A light architecture is proposed at this site by applying three formal moves. These are elevating the building, allowing a porosity through circulation, and dissolving the fabric of the building. Elevating responds to the environmental risk of living along the coast. Porosity allows a publicness by increasing circulation. The density of the project is dissolved by a repetitive architectural language. The formal moves of elevating, porosity, and dissolution are discussed in three sections:
Elevating the project is discussed in relation to the architectural piloti, how to touch the ground and the consequence of exposing the ground.

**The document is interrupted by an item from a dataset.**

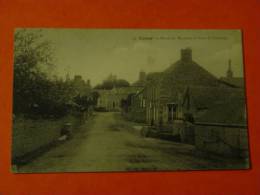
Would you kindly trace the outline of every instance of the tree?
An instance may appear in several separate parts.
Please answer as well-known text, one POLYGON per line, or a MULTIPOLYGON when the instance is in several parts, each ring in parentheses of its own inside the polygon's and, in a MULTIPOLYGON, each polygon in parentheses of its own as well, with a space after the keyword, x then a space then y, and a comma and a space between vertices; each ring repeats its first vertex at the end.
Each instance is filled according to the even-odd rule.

As an alternative to both risk and privatisation, a light, elevated boulevard becomes the basis for both public and private life along the coastline. Through lifting the main floor above the ground, the environmental risks involved in continuing to live on the first line are minimised. Due to global warming the environmental risks include increased storm events, sea level rise, and erosion. Policy makers, and residents have conflicting views for solutions along the coast. ‘Managed retreat’ is a key method for risk reduction but has met resistance from residents. This method of risk reduction is a likely outcome for Paraparaumu Beach, but by elevating the scheme, the landscape under and around can be strengthened by soft management systems.
Porosity is discussed through orientation, circulation, and programme. It is then evaluated against Steven Holl’s work.

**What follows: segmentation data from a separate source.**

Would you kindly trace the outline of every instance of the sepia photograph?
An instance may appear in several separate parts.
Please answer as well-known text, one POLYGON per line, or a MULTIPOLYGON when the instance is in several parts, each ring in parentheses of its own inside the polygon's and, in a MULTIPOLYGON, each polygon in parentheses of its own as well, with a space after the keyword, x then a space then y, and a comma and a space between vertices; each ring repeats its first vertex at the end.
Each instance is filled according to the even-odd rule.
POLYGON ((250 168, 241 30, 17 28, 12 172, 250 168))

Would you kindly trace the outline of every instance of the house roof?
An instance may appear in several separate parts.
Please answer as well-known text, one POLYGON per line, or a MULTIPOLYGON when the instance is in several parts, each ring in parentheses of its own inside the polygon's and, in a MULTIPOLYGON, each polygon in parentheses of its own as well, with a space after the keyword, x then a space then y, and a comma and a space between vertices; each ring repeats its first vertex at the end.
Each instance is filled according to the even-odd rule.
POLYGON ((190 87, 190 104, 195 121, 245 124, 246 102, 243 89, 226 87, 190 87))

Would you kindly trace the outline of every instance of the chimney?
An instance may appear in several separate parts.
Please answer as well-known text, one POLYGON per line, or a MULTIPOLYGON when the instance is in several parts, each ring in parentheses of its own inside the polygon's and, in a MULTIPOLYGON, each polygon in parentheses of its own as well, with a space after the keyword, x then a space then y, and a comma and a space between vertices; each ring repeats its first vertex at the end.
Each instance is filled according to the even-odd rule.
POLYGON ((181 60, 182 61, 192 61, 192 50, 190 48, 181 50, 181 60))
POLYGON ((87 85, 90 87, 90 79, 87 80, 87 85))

The public boulevard addresses the loss of public space along the coast due to the exclusivity of development. This is also due to the privatisation of our natural landscapes through technicalities of foreshore and seabed legislation (Peart, 2009). Multiple walkways weave across the project, guided by the concept of porosity.
Dissolution of form is reasoned through the process of ‘embracing the frame’, the idea of the repeating line, the influence of Japanese architect Kengo Kuma, and as a critique of modernism through its contrasting motive within the landscape.
The repeated architectural language allows the form to begin to blend into the landscape. This repeated tectonic is proposed as an alternative for density.
The current tendency to build solidly is shifted into the realm of lightness by elevating the ground floor, allowing a porosity through circulation of people and landscape, and dissolving the buildings within the landscape.